Stephanie the sad part is you had to write such this post.  Likes, Facebook friends, etc., are real people and double checking your message or the intent should always occur before hitting the send button.  I believe the more people hide behind the social media current and the less time they spend socializing face to face they tend to forget why they are posting their opinions or thoughts.

Comment by Stephanie Young on October 23, 2012 at 11:35am

Marsh...and this is why you are one of my bandmates!!!!  Thank you for summing it up.  Take it to the source and not to the media.  I like it!!!

Comment by Stephanie Young on October 23, 2012 at 9:49am

Nancy, thank you for your support.  It is sad that somehow we have become disconnected, because we have the option of saying something without having to personally look someone in the eyes to do it.  This might be a negative comparison, but Social Media allows us to drop the bomb on someone without having to see the harm it can cause.

Comment by Nancy Simmons on October 23, 2012 at 8:14am

Nice post Stephanie!  I am with you on this 100%.  People have feelings on line too... Thanks for the reminder...Sad that this even has to be said!

Comment by Stephanie Young on October 23, 2012 at 6:48am

Tom, you are so absolutely in "touch" with the truth.  Social Media has become the world soap box.  With just a few words, our message can get networked out to the masses...for good or for bad.  Very little of what I write gets comments or a thumbs up, but I have seen my content forwarded, passed along, pushed to other channels, quoted by another blogger or even used as a resource.  I am always so surprised by where my thoughts turn up, the audiences they reach and the impact they can have. 

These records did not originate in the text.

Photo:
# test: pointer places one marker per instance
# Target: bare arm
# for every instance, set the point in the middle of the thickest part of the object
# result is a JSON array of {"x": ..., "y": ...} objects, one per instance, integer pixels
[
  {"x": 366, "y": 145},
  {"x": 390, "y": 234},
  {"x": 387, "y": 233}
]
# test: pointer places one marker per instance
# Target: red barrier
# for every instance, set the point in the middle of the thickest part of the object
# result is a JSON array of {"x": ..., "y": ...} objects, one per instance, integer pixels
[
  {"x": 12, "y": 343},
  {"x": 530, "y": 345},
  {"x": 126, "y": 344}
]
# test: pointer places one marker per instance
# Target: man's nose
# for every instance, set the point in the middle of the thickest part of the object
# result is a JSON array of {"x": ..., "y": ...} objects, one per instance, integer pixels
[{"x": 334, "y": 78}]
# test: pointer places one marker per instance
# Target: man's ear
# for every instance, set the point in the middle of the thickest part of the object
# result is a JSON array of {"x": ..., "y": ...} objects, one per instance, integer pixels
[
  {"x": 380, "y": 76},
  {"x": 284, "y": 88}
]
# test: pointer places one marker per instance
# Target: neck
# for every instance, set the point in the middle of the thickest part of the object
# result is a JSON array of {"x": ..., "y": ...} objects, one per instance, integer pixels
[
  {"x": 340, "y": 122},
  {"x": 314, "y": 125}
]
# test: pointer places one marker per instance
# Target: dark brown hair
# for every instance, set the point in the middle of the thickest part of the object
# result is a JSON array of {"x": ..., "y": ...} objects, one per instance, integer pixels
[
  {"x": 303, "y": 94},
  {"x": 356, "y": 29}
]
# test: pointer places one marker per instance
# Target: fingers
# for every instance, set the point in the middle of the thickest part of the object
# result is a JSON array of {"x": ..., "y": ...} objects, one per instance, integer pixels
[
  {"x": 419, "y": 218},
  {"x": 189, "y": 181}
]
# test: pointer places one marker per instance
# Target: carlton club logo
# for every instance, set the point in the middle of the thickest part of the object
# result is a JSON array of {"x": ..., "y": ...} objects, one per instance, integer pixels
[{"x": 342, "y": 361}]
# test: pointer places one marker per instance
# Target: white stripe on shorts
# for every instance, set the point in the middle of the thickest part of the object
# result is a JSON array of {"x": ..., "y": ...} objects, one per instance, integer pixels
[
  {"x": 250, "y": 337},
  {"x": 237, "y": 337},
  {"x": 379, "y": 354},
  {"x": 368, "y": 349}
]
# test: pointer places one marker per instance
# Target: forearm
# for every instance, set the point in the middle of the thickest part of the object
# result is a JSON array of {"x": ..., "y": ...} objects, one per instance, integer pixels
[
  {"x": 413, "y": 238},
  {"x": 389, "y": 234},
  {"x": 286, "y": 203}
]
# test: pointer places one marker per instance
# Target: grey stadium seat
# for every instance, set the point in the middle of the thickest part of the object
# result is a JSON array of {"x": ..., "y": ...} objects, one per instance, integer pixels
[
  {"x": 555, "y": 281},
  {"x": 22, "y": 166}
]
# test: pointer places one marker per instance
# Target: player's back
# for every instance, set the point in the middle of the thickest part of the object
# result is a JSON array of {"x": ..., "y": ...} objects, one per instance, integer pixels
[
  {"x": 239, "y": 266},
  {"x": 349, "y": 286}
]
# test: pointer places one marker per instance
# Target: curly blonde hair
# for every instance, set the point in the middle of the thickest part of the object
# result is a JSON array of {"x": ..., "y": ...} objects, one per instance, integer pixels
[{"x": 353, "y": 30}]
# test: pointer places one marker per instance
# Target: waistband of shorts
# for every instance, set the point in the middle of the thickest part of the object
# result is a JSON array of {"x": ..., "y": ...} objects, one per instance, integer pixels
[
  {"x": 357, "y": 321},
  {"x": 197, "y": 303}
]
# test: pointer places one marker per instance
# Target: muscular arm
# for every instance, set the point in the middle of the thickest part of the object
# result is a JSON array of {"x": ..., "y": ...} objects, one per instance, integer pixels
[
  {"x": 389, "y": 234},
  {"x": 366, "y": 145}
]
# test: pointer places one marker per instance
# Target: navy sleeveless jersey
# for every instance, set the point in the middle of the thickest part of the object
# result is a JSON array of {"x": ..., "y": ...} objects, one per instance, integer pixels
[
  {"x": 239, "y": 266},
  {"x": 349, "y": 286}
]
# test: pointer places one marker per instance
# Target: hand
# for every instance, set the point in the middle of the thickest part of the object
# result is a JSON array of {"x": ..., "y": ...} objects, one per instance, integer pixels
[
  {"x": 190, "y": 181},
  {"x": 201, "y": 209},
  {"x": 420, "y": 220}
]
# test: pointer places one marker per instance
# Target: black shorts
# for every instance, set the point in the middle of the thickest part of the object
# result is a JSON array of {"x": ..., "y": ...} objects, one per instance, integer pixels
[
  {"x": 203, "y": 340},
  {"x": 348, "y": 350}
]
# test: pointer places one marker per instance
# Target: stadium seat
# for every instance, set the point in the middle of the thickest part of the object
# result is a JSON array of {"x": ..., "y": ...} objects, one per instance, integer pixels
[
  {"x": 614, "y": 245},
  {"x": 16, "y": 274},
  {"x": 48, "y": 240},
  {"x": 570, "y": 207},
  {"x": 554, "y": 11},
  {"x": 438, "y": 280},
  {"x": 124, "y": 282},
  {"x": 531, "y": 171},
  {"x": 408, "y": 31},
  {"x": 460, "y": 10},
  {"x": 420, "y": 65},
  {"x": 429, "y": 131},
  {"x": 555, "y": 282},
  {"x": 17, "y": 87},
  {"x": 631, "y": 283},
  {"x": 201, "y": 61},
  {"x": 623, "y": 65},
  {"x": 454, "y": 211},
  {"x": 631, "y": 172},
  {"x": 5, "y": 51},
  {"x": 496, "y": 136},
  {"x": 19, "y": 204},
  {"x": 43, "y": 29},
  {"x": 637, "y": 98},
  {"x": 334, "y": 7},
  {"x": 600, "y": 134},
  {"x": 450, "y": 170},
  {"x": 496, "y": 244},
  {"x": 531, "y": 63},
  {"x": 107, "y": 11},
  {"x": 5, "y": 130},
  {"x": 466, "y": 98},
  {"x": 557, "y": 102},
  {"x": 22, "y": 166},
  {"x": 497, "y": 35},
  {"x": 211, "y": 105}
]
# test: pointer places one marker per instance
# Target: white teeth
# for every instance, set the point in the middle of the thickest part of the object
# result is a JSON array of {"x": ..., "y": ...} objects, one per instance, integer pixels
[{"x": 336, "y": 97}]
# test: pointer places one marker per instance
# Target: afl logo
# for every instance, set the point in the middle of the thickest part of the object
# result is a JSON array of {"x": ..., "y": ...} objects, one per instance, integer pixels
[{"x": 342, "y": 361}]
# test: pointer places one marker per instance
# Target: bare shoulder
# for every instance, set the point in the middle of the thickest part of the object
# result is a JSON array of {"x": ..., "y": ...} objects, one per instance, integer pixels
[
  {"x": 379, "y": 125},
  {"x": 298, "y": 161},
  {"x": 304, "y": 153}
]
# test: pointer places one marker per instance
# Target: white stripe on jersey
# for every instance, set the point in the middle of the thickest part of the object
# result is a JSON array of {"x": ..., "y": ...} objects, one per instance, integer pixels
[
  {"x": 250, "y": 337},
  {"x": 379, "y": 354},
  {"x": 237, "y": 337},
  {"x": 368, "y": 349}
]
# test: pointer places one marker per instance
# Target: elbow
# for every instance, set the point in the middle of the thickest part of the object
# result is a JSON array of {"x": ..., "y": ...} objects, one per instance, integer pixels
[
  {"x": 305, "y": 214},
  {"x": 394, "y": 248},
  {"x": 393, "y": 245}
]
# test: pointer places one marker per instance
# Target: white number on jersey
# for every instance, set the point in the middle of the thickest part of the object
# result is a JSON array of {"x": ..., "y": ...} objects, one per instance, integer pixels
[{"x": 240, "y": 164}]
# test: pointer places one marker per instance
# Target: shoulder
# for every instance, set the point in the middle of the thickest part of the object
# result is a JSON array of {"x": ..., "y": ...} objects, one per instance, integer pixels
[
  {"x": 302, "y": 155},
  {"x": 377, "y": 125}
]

One a personal note, congrats on the editor position!!!!  I do enjoy your take on things and how your words have made me think a little bit outside of expectations. 

Comment by Stephanie Young on October 23, 2012 at 6:37am

Ralph, thank you for your comment.  Sometimes I am questioned why I am so silent from time to time on social media channels.  My usually answer is, "I really just don't have anything to say that I think would make a difference today."  Of course I have posted things with the best of intentions and made a flop of myself.  I often questions myself as my cursor hoovers over the post button "Who cares?"  If I can think of a few people this information can impact in a positive way, I click post.  If not, I delete it.  My goal is to be a contributing member of my community and not "Prom Queen" or "The Girl With the Biggest Mouth".  Ralph, you do post some great content...even if I don't always comment.  (smile)

Comment by Tom Gorham on October 22, 2012 at 8:17pm

I have seen the same types of posts and wondered why, as you did.  But like you, I am not sure and inactive friend is not worthy.  I think about all the people that read posts on ADM but don't comment.  You write a post and get maybe a few comments or quite a few if you're lucky.  But you might notice that 300 of your industry peers read it.  I've found out long after the post that it affected someone in a positive way and they remembered it.

Your mention of "touch" reminded me of a long forgotten post I wrote before I was an editor here on ADM.  It was called "The People We Touch".  It got just 11 reads. But it might sound familiar.

"What every dealer, manager, salesperson, and service writer should understand today is that is all about the people we touch with our communications, marketing, and interactions. With the Internet and digital communications, we have ALL become public figures. One slip of the tongue, one poorly written email, or one thoughtless text can become headline news the next minute."